Using the mgf, we can compute the expectation and variance of $X\sim \text{Gam}(k,\theta)$:
\begin{align*}
\E(X) &=m'(0) = k\theta (1-\theta t)^{-k-1}\Big |_{t=0} =k\theta\\
\E(X^2) &= m''(0)= k\theta (-k-1)(1-\theta t)^{-k-2}\Big |_{t=0}(-\theta)=k\theta^2(k+1) \\
\Var(X) &= k\theta^2(k+1) = k^2\theta^2= k\theta^2.
\end{align*}
The non-constant parts of the pdf above (the parts that depend on $x$) include two multiplied terms: a decaying exponential $\exp(-x/\theta)$ and a polynomial $x^{k-1}$. As $x$ increases, the polynomial term is monotonic increasing and the exponential term is monotonic decreasing. For large $x$ the exponential decay is stronger than the polynomial growth (see Section B.5), implying that the pdf may be monotonic increasing for a while, but eventually decays to zero as $x\to\infty$. The shape of the pdf is generally unimodal, as in the case of the Gaussian distribution. Since the support is $[0,\infty)$, the pdf is necessarily asymmetric.
The R code below graphs the pdf of multiple gamma RVs with different parameter values.

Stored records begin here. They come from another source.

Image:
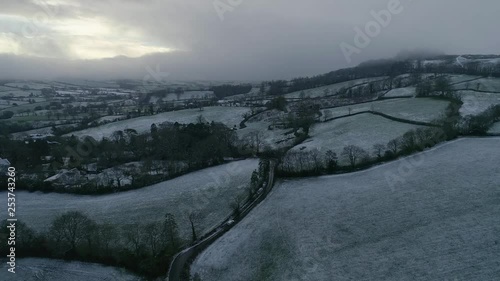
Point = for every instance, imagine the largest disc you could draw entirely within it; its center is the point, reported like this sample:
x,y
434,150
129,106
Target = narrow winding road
x,y
180,260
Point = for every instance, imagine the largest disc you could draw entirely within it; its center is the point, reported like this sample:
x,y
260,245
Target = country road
x,y
179,260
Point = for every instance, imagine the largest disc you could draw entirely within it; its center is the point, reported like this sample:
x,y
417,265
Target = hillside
x,y
438,222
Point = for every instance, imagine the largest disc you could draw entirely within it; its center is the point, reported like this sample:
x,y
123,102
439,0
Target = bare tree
x,y
393,146
379,150
154,237
353,154
171,231
134,237
70,228
193,217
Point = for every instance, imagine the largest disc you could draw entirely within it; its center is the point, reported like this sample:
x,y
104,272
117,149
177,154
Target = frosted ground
x,y
208,191
364,130
320,91
486,84
440,223
230,116
35,269
185,96
463,78
477,102
416,109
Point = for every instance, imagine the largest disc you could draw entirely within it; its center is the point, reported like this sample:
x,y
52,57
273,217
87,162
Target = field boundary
x,y
180,260
397,119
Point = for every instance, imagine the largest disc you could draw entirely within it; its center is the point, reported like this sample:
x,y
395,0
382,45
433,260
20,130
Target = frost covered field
x,y
230,116
485,84
364,130
417,109
35,269
477,102
462,78
440,222
209,191
320,91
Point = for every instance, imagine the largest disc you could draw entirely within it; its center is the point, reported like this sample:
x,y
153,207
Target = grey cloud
x,y
265,39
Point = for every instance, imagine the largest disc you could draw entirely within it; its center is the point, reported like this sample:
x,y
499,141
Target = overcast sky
x,y
226,39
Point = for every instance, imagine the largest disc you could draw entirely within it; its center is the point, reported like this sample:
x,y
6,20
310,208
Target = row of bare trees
x,y
315,161
73,235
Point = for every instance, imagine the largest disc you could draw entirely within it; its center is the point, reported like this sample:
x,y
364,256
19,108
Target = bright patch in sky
x,y
73,38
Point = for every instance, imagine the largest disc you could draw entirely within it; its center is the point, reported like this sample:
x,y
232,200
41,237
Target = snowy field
x,y
440,222
230,116
320,91
460,78
476,102
36,269
485,84
208,191
258,132
495,129
417,109
364,130
401,92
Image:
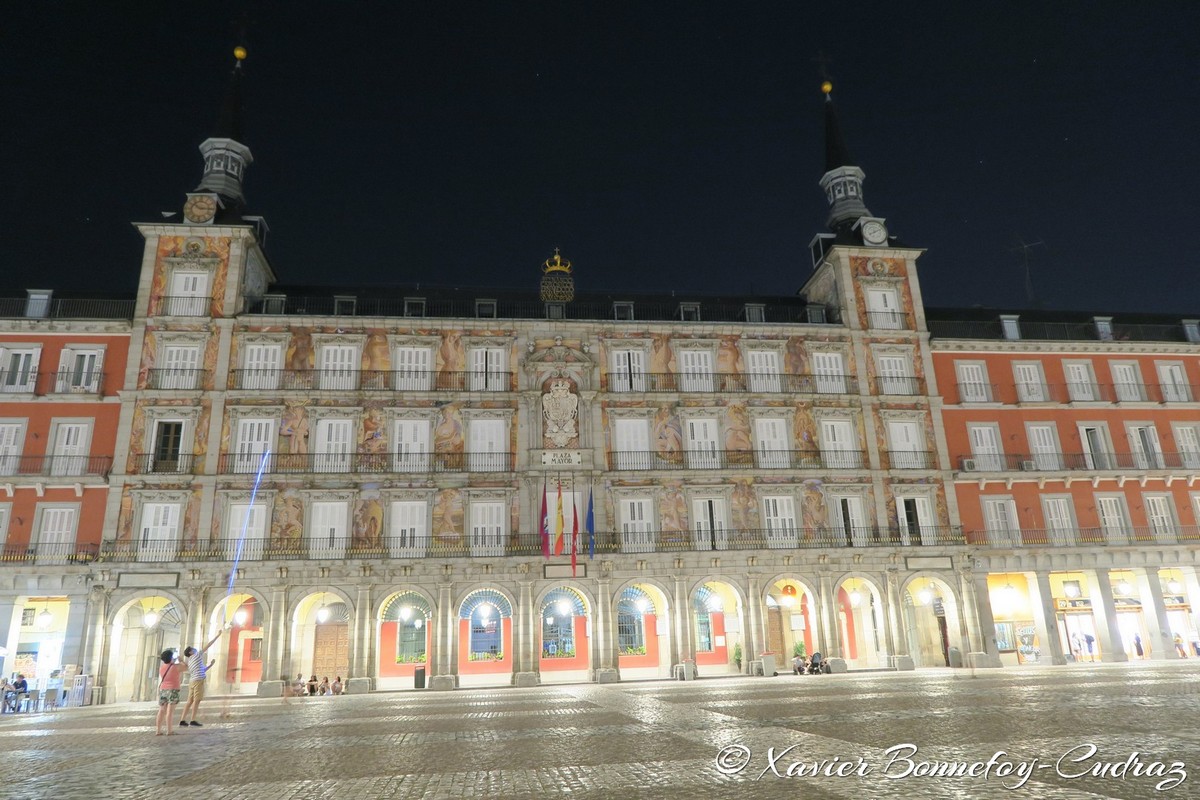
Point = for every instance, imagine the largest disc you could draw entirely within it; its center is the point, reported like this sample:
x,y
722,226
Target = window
x,y
985,452
408,536
701,443
628,372
708,524
695,371
829,372
895,376
1174,383
11,444
1000,517
246,530
55,534
18,370
1030,385
631,443
1080,385
487,528
412,438
339,367
412,370
763,371
973,386
1144,446
335,445
1127,382
1060,518
189,294
849,521
262,366
256,438
71,444
636,529
168,440
160,531
907,445
772,443
487,370
1043,446
180,367
839,444
327,531
79,370
883,310
779,518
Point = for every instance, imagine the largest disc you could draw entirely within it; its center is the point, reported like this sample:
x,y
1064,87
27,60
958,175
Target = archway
x,y
406,631
485,639
643,641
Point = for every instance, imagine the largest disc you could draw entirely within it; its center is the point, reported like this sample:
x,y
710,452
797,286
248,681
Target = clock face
x,y
874,233
201,208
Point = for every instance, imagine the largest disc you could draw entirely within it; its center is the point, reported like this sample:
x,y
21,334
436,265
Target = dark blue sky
x,y
660,145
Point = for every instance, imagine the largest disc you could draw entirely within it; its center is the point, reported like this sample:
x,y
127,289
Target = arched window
x,y
558,613
631,611
486,609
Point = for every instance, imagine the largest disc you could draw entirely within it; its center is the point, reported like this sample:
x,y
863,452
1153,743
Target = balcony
x,y
529,543
367,463
723,383
178,379
55,465
1084,536
1048,462
642,459
163,464
894,385
399,380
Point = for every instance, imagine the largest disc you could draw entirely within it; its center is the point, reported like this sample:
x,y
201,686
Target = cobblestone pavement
x,y
645,740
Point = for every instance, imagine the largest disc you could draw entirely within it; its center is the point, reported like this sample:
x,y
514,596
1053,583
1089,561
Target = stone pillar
x,y
1045,617
1105,613
604,630
444,677
973,587
1159,645
525,656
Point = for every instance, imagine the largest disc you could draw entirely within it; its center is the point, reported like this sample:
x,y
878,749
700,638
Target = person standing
x,y
169,675
197,668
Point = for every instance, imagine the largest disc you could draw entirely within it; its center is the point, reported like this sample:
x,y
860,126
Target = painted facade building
x,y
402,487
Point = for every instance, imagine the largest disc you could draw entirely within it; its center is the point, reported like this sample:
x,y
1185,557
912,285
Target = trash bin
x,y
768,665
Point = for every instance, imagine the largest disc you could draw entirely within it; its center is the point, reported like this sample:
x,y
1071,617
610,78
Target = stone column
x,y
276,661
1105,613
1045,617
525,656
1153,611
444,677
981,625
604,630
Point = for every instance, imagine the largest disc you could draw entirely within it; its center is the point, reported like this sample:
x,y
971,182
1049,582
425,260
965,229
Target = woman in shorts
x,y
169,674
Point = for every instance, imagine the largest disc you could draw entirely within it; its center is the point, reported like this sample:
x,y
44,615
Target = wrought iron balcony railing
x,y
1049,462
642,459
400,380
55,465
373,463
497,545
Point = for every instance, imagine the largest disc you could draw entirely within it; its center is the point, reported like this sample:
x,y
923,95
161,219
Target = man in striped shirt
x,y
197,668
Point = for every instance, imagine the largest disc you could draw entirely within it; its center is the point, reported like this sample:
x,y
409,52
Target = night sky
x,y
660,145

x = seq(0, 30, length = 100)
y1 = dgamma(x, 2, scale = 1)
y2 = dgamma(x, 2, scale = 3)
y3 = dgamma(x, 2, scale = 5)
y4 = dgamma(x, 3, scale = 1)
y5 = dgamma(x, 3, scale = 3)
y6 = dgamma(x, 3, scale = 5)
y7 = dgamma(x, 4, scale = 1)
y8 = dgamma(x, 4, scale = 3)
y9 = dgamma(x, 4, scale = 5)
D = data.frame(probability = c(y1, y2, y3, y4, y5,
y6, y7, y8, y9))
D$x = x
D$k[1:300] = "$k=2$"
D$k[301:600] = "$k=3$"
D$k[601:900] = "$k=4$"
D$theta[1:100] = "$\\theta=1$"
D$theta[101:200] = "$\\theta=3$"
D$theta[201:300] = "$\\theta=5$"
D$theta[301:400] = "$\\theta=1$"
D$theta[401:500] = "$\\theta=3$"
D$theta[501:600] = "$\\theta=5$"
D$theta[601:700] = "$\\theta=1$"
D$theta[701:800] = "$\\theta=3$"
D$theta[801:900] = "$\\theta=5$"
qplot(x, probability, data = D, geom = "area", facets = k ~
theta, xlab = "$x$", ylab = "$f_X(x)$", main = "Gamma pdf functions")
Definition 3.10.3.
The chi-squared RV, $X\sim\chi^2_r$, where $r\in\mathbb{N}$, is a gamma RV with parameters
$k=r/2,\theta=2$. The parameter $r$ is called the degrees of freedom.
Corollary 3.10.1.
The mgf of the chi-squared distribution $\chi^2_r$ is $m(t)=(1-2t)^{-r/2}$.
The primary motivation of the chi-squared distribution is the following observation.
Proposition 3.10.2.
If $Z^{(1)},\ldots,Z^{(n)}$ are independent $N(0,1)$ RVs then
\[\sum_{i=1}^n (Z^{(i)})^2\,\,\sim\,\,\chi^2_n.\]
Proof.
Consider first the case $n=1$. The mgf of $(Z^{(1)})^2$ is
\begin{align*}
\E\left(e^{tZ^2}\right) &= \int_{-\infty}^{+\infty} e^{tz^2}
(2\pi)^{-1/2} e^{-z^2/2} dz = \int_{-\infty}^{+\infty} (2\pi)^{-1/2}
e^{-(1-2t)z^2/2} dz \\&= \frac{1}{(1-2t)^{1/2}}
\int_{-\infty}^{+\infty} \frac{e^{-z^2/(2(1-2t)^{-1})}}{\sqrt{2\pi}
(1-2t)^{-1/2}} dz = \frac{1}{(1-2t)^{1/2}} \cdot 1
\end{align*}
which is the mgf of $\chi^2_1$. In the case $n>1$, the mgf of the
sum is the product of $n$ mgfs of chi-squared RVs with one degree of freedom (see Proposition 4.8.1). This product is $\prod_{i=1}^n(1-2t)^{-1/2}=(1-2t)^{-n/2}$, which is the mgf of a $\chi^2_r$ RV.